Jean-Pierre Melville' s U.F.O.
Like Hitchcock, Jean-Pierre Melville hated film shoots. Both were control freaks. Principal photography was when things could go wrong.Until shooting started, the ideal film existed in their head, its nearly perfect clone, scripted and storyboarded, on paper.
In Jean-Pierre Melville’s universe, the director casts himself as Fate.
With principal photography, his universe meets the physical world. They must collide or there will be no film.
If they do not collide as per the director’s calculation, Melville’s minutely plotted tale will be derailed : the collision will bear another movie than the one the director envisioned.
As camera starts rolling, Fate turns vulnerable to the accidents and hazards of human life. Worse, the demiurge has to share and partially trust his perfect film to mortals : actors, crew, even producers.
« L’enfer, c’est les autres » - Hell, that’s the others - : in few places is Sartre’s statement more true than on a film set. Day after day, take after take, the director has to communicate, sell or force his vision to others, he must explain, cajole, convince, negotiate, lie, bully, threaten to get his way, make with his actors’ limited talent, technical failures, budget restrictions.

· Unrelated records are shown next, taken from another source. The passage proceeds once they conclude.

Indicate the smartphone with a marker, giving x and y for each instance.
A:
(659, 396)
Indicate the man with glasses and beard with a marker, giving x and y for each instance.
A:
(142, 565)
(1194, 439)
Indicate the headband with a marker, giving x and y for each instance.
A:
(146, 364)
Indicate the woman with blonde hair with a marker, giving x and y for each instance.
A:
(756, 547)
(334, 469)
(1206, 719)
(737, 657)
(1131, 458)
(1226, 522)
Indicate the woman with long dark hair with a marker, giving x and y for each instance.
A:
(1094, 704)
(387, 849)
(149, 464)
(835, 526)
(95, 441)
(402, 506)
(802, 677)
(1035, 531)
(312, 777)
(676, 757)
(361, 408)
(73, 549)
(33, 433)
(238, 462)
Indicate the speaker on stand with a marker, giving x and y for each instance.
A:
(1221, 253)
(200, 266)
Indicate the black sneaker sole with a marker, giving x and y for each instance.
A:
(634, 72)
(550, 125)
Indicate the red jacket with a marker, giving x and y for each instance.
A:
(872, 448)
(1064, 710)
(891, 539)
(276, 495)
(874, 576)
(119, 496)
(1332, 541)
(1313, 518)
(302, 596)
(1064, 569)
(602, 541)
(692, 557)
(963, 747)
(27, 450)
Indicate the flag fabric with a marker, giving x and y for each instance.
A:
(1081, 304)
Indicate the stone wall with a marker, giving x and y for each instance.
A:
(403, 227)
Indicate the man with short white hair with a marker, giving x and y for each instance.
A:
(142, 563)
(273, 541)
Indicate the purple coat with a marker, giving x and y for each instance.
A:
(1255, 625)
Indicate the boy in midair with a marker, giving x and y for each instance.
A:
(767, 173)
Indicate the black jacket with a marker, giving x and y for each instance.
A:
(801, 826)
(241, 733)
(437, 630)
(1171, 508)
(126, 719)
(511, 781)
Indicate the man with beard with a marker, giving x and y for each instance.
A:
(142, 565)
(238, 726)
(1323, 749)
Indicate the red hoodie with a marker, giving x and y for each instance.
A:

If this is not enough to humble his artistic integrity to a compromise, then « force majeure » and an act of God himself will strike down his own omnipotence.
It is impossible to know how much Melville’s completed films differ from his original vision. How a perfect clone of it would have been received is equally impossible to tell.
As they are and we watch them, Melville’s films are U.F.O. : unidentified film objects.
Sometimes for too obvious reasons : in « Léon Morin Prêtre » (1961), Jean-Paul Belmondo stars as a priest.
But Melville’s acclaimed crime movies, too, are an unlikely cocktail, never tasted before or since : American B series and « film noir », French « nanar » -B series, or below, French film, corny but able to vie for cult status-, pulp fiction, Zen and Japanese minimalism, ancient Greek tragedy...
In front of a Melville movie, one no longer knows where he is, ignores if he has travelled backward or forward in time, is only aware never to have met a similar experience on screen.
In « Bob le flambeur » (1955), the bad boys folklore, slang and « clichés » seem so tired that the film might be a parody, but the characters’ « gravitas » and seriousness win us over and we stay glued to our chair : it should be grotesque, but we have lost any desire to laugh ; Melville’s world has engulfed us into its black hole.
The actors utter their tough boys’ corny dialogues with the solemnity of Holy Scriptures, they recite them in a priestly voice so flat and out of tune that the film transcends the usual standards of artistic achievement to turn itself into a vanguard experience.
An odd on screen mix of absurdity play and atonal music, the movie also blends naturalism and utter artificiality, as it moves back and forth between shots of Pigalle and Montmartre at night and Bob’s apartment, an overstatement, like his wardrobe, in bad taste.
« Le doulos » (1962) opening sequence similarly disrupts any sense of time and place : Paris suburbs look like a post-nuclear landscape straight from an Enki Bilal comic book.
Melville’s crime movies advance to their fateful end with deliberate slowness. They play like an accident in slow motion : there is plenty of time to see it coming, but no way to prevent it ; the resulting effect of overwhelming impotence is mesmerising.
While thrillers traditionally speed through their convoluted plots to deceive their viewers’ attention and stay one narrative twist ahead, Melville quietly arranges « Le doulos » intricate story pattern in front of his public and nevertheless manages to fool it.
Melville is a « faux lent » director : apparently slow walking, but keeping his pace and never stopping ; like Lafontaine’s fabled turtle, he easily beats his overconfident watching hares to his films finish line.